Lord West, a Falklands War veteran and former head of the Royal Navy, said that the UK needed to spend more on defence.
He said: “There’s been too little spent on the defence of our nation and I think the Army is too small. I thought the Navy was too small with too few ships.
“I think there are probably too few soldiers. Our defence has been squeezed for so many years.”
Colonel Phil Ingram, a former Army intelligence officer, told The Sun on Sunday: “The British military has never been ready for a war with Russia and is in an appalling state at the moment – but it will never fight Russia alone. It would only be as part of a NATO operation, so the risk is negated.
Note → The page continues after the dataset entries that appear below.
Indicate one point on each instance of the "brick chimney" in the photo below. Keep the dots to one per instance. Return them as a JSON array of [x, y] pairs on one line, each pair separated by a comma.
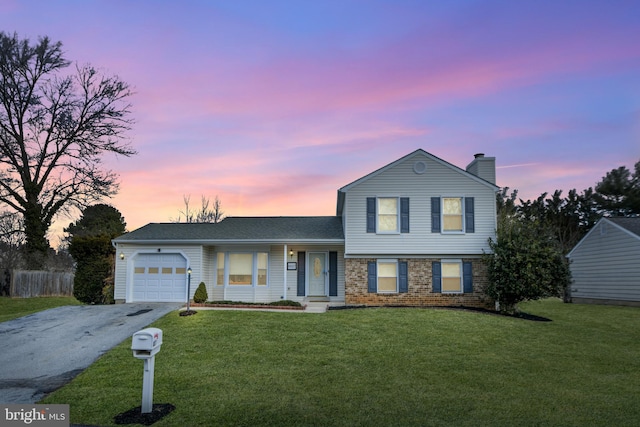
[[483, 167]]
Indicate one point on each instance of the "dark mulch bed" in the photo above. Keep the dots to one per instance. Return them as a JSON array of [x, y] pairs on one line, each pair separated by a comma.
[[134, 416], [247, 305], [521, 315]]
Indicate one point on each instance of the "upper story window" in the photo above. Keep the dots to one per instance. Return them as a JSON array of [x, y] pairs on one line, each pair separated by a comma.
[[452, 214], [387, 215]]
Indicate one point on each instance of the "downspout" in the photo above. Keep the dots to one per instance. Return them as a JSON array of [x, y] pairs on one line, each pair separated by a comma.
[[284, 283]]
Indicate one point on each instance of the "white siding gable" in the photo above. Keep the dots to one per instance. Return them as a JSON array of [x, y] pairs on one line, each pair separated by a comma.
[[418, 177], [605, 264]]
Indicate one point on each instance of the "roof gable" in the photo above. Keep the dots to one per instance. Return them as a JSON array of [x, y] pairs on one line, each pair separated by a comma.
[[629, 226], [408, 157], [241, 230]]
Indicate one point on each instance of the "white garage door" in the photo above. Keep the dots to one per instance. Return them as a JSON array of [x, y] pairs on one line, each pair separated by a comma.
[[160, 277]]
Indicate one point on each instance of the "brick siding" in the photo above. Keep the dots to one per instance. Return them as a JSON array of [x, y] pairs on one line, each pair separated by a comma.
[[420, 286]]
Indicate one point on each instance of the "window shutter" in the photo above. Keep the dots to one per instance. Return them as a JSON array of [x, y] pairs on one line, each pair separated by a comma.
[[301, 273], [435, 214], [467, 277], [372, 276], [404, 214], [371, 214], [333, 274], [436, 273], [403, 277], [469, 215]]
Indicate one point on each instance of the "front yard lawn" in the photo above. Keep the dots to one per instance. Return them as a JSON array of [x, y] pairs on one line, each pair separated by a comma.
[[379, 367], [12, 308]]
However, the British military are not pulling their weight in NATO, and conventional forces are rapidly falling behind enhancements other NATO partners are actually delivering.
“The nature of modern warfare means we would have to fight with what we have because there would be very little time to produce enough tanks, jets and people. What is clearly obvious is that we don’t have enough troops or equipment, so we must start investing now.”
An MoD spokesperson said: “We are in a new era of threat, which demands a new era for UK Defence, and our landmark Strategic Defence Review sets a vision to make Britain safer, secure at home and strong abroad.
“The SDR sets out how we’re moving to warfighting readiness, with investment in air and missile defence, munitions factories and an increase in the size of the Army.
“This is backed by the largest sustained increase in Defence spending since the end of the Cold War – hitting 2.6 per cent of GDP by 2027 – and an extra £5bn for defence this year alone, ensuring no return to the hollowed out and underfunded Armed Forces of the past.”